SARANAC - When traveling the trails of the New Land Trust, hikers now have tools to help educate them about the beauty that surrounds them.
Fourteen-year-old Hannah Racette has created interpretive signs and a brochure that educate visitors to the New Land Trust of the various species of trees that can be found on the trail system. Racette's endeavor was made in pursuit of her Silver Award as a member of Girl Scouts of Senior Troop 4111.
While Racette could have chosen any community service project in pursuit of her award, being a self-proclaimed "nature girl," she decided to work on a project that would get more people interested in the great outdoors.
"I go to the land trust a lot and I thought it would be a good idea for them to have a tree information trail," said Racette. "I wanted to learn more about the trees because I didn't know much about them before."

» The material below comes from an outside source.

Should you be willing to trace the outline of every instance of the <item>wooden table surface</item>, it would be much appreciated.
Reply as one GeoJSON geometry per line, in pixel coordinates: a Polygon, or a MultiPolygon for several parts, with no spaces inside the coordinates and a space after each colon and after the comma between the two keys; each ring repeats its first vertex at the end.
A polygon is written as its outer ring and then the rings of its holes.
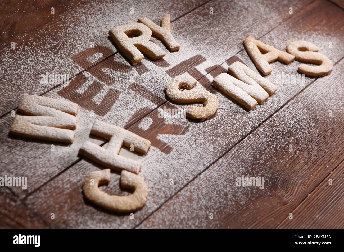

"Now, I can identify them and I can help other people to do that, too," she added.
Racette invested approximately 60 hours into the project, which only required 40 hours for her to be eligible for the Silver Award. The project required that much time, she said, because of the amount of research she had to do and for the work that went into designing the brochure. Racette even held a recyclable can and bottle drive to raise money for the brochure to be printed.
"That was a lot of work," she said. "I designed the brochure and went to a printer to have it professionally printed. That took a lot of time."
What took even longer was walking the trails to identify the trees, as well as clearing some trails along the way, said Racette, who credited help from her uncle, Steven Jenks, a forester and member of the New Land Trust, with the project.